"En Algérie, on a beaucoup rêvé de démocratie, même si on ne l'a jamais connue", affirme Amina Djahnine. D'origine berbère de Kabylie, la Lausannoise vit en Suisse depuis 24 ans, après un exil forcé. Car sa famille, de gauche et très engagée dans les droits démocratiques en Algérie, a payé un lourd tribut pour son combat, avec notamment l'assassinat de la soeur aînée d'Amina Djahnine, militante féministe, en 1995.

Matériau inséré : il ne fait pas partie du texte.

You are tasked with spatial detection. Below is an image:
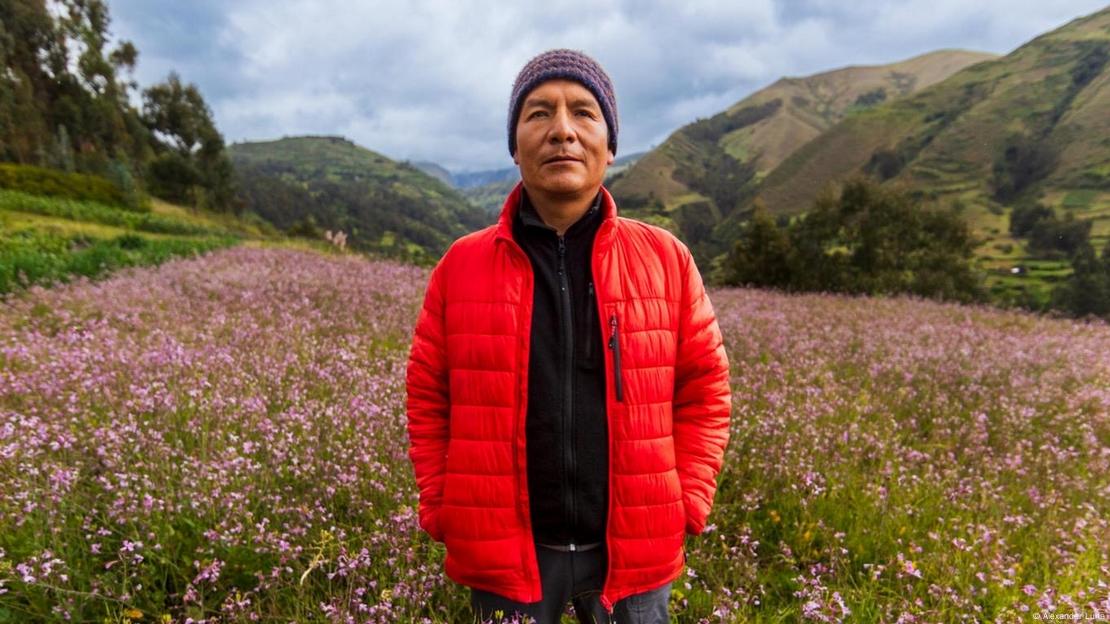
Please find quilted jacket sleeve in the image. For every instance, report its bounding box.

"Notre printemps arabe à nous dure depuis 1988, date du premier soulèvement contre le parti unique FLN", souligne la Lausannoise. Ce mouvement populaire, réprimé par l'armée, a ouvert la page d'une "décennie noire", où quelque 150'000 personnes ont perdu la vie dans des assassinats ou des violences. "C'est à ce moment-là que les Algériens ont commencé à exprimer leur opposition à un régime qui les oppressait."
"La peur a gagné"
Durant cette décennie, les assassinats se sont faits de manière progressive, ciblée, visant d'abord les intellectuels, les journalistes, les écrivains et acteurs culturels. "L'effet voulu a été atteint: nous avons été dispersés, l'espace public a été interdit, la peur a gagné", décrit Amina Djahnine. Les excuses présentées mercredi aux Algériens par le président démissionnaire Abdelaziz Bouteflika? "Je ne vois pas l'intérêt de sa démarche, en comparaison à des décennies de répression", balaie-t-elle.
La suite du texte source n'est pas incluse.